When I took a Deaf Culture class years ago (as part of Vista—now Berkeley City College’s—American Sign Language program. HIGHLY RECOMMENDED), one of the topics we covered was child rearing. In Deaf culture, the point of raising children is to carry on cultural norms and values, with the expectation that the children would a) see themselves primarily as members of the community and b) remain connected to these norms and values as they themselves became adults. In Hearing culture—as the Deaf community calls the rest of us—the goal of child raising it to emphasize independence and individuality, with the thought that as an adult the child will a) step out from the existing community values and norms and b) forge his or her own path. Although obviously the child’s “own path” might include a healthy dose of earlier generational norms—and although most of the Deaf people I’ve met over the years have quite distinct, individual personalities—the basic premise remains: Deaf adults primarily see Deaf children as carriers of existing culture, while Hearing adults push their children to explore and create their own independent experience.

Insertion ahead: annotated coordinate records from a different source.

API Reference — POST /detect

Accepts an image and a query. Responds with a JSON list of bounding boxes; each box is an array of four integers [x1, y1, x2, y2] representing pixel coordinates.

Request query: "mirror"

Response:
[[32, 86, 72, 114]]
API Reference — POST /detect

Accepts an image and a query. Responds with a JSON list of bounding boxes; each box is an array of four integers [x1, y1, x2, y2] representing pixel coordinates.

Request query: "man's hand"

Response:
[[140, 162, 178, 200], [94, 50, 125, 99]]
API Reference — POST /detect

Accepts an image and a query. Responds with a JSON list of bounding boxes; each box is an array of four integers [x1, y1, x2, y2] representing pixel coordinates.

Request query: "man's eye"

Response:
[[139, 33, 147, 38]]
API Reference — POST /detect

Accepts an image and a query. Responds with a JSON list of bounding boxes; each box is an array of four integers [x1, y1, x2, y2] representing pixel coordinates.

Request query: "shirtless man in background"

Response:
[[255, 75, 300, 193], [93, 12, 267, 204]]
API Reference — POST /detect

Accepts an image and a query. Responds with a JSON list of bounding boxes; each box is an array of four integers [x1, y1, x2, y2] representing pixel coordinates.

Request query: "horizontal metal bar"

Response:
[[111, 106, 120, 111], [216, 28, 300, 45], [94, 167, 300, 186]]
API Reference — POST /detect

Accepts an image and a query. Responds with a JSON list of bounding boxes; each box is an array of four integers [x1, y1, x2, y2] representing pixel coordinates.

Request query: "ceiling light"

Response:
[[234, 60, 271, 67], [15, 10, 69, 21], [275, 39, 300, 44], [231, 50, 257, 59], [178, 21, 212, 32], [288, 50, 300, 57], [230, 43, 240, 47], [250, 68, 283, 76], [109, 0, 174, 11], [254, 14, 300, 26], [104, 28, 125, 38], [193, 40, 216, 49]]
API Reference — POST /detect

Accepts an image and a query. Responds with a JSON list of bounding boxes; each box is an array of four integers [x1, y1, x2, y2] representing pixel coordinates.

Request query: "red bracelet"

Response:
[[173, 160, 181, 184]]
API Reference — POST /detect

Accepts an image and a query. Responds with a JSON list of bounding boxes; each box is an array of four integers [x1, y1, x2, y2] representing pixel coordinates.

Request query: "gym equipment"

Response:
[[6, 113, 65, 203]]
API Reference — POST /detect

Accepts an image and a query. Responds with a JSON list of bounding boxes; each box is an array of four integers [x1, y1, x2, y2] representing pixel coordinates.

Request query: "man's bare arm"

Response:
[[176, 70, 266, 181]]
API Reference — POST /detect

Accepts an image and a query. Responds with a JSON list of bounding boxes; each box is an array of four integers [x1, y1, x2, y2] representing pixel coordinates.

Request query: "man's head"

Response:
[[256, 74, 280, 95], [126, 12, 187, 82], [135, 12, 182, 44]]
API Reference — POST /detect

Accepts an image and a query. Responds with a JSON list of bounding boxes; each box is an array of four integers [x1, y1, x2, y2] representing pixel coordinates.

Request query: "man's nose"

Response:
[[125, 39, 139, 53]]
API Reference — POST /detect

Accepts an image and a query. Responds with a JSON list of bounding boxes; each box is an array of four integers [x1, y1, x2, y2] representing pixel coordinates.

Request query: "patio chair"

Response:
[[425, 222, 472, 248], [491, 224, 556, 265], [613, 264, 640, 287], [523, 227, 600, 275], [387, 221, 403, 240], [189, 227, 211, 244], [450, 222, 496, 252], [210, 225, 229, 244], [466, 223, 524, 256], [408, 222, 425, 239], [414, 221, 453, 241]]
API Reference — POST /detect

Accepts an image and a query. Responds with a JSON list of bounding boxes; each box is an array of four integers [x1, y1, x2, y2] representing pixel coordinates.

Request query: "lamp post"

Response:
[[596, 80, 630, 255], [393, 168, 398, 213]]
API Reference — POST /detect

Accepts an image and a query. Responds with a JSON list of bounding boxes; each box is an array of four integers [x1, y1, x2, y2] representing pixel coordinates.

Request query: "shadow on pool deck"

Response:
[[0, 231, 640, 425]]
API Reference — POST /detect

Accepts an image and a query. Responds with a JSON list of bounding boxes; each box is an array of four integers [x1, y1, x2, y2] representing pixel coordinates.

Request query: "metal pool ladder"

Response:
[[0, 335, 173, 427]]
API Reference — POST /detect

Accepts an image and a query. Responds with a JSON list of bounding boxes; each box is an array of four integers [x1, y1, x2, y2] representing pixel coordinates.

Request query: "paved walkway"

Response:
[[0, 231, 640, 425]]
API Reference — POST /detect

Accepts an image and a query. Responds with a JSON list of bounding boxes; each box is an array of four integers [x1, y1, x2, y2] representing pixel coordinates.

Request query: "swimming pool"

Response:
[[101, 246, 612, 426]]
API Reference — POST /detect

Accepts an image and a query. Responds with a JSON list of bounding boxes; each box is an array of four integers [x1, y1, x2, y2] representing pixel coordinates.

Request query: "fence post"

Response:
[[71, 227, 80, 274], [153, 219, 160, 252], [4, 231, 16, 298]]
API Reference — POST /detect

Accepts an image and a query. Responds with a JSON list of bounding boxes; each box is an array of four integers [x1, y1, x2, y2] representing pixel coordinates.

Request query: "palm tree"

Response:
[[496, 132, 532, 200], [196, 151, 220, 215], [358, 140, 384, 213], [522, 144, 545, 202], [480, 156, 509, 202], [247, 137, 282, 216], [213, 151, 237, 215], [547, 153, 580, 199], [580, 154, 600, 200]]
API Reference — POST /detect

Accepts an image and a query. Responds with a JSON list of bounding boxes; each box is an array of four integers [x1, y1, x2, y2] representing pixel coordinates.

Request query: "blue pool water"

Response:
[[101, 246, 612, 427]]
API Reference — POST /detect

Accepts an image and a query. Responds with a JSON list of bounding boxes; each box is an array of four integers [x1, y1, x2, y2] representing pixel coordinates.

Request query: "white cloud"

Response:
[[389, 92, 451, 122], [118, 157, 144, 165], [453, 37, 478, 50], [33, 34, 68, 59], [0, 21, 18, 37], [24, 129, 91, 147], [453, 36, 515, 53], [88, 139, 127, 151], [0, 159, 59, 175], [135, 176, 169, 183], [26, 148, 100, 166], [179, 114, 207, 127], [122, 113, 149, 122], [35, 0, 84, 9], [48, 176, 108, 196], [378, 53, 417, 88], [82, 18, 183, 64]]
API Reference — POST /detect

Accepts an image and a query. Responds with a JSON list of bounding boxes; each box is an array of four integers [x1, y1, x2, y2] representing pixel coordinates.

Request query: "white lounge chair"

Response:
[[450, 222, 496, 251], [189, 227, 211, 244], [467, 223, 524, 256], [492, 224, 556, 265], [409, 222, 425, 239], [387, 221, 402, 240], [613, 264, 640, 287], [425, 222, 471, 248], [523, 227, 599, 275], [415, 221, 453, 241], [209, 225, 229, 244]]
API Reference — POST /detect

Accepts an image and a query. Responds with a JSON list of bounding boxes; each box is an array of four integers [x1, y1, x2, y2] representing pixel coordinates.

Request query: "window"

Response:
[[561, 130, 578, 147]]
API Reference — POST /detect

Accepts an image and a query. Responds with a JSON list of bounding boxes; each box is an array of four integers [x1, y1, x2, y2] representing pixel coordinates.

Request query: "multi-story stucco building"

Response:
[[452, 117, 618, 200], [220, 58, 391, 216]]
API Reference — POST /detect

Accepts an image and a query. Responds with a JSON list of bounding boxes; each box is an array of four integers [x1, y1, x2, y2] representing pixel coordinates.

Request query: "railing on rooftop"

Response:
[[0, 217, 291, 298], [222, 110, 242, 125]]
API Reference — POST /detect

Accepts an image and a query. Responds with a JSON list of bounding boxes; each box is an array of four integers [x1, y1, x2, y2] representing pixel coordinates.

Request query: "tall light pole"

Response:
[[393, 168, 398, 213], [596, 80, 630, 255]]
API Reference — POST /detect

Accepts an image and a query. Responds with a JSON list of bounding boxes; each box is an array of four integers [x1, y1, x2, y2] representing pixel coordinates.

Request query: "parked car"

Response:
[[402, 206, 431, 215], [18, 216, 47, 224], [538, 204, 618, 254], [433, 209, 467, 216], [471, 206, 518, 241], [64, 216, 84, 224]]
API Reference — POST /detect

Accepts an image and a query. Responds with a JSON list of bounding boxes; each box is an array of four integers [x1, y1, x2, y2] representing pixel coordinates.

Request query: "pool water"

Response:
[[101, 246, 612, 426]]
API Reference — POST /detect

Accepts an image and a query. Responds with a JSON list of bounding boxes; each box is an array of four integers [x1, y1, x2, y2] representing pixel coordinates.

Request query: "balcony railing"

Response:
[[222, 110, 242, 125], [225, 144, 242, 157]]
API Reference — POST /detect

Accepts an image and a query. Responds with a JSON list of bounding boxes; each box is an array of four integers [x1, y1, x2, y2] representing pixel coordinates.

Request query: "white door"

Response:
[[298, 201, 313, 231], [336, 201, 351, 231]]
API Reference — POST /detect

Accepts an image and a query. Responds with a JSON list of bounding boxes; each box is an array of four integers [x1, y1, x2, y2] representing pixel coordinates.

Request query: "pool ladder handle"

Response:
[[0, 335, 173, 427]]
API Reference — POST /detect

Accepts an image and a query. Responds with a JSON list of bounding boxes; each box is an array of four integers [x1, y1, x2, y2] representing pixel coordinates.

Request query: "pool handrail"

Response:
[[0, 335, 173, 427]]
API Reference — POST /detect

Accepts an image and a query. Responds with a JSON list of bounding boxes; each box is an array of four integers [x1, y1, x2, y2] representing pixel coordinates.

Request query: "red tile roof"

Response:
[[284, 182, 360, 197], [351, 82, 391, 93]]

In case anyone is wondering, I am not Deaf.

I’ve been fostering (no pun intended) independence pretty much since the day the kids crossed the doorway “officially” for the first time. As I’ve mentioned earlier, from the beginning they had to clean their own rooms and make their own breakfasts and lunches. Not long after, they began cooking dinner once in a while, as I will describe elsewhere. (There was also a period where they cleaned the the bathrooms, on the theory that 95% of the crud came from them. Until I realized that it was faster for me to clean the actual crud than to do a second pass on the boys’ attempts. Despite their best efforts, Hazel they are not. And if you get that reference, you are old enough to have teenaged—or older—kids yourself.)

Perhaps the most obvious marker of the kids’ independence is how they have long traveled from place to place by themselves. I did drive them to their elementary school, even though both we and the school are a block or two from BART stations. Mostly because I wasn’t convinced they would consistently get on the right train. And because I could see lots of arguments when one was sure it was the red line, and the other was sure it was the yellow line, and then I would be getting calls from the BART police. (“Mr. Sadusky? It’s …” “I know. Say no more, I’ll be right there.”)

I usually drove them to their first middle school as well, because there’s no easy way to get there by train or bus. But from that point on—say around age 13—they’ve been more or less doing it on their own. School, practices, lessons, meets, social engagements—even when I “could” drive them, more and more we made it a habit for them to get there and back on their own. To the point where now, even if I offer to drive, they often will prefer to hop the bus or train. Which I am sure they are doing just to be nice, because clearly they would rather be in the passenger seat with Dad and his jazz or weirdo hip-hop CDs.

This independent transport reached a new level when Daveon, and later Mark, began driving. This cuts me out entirely as the middle-man, even when a car is required. At one point, Daveon actually offered to drive Mark to his twice-weekly 6AM skating sessions, which was noteworthy to the point of being a bit alarming. This did not stop me from taking him up on the offer, of course.

So if your goal in raising your kids is to get them to the point where they don’t need you, like I say, I think I may be a bit of an overachiever in this department. Or maybe the kids are just doing me a favor and getting me gradually acclimated to the point where I will be an empty-nester, so it won’t be too much of a shock. They’re thoughtful like that.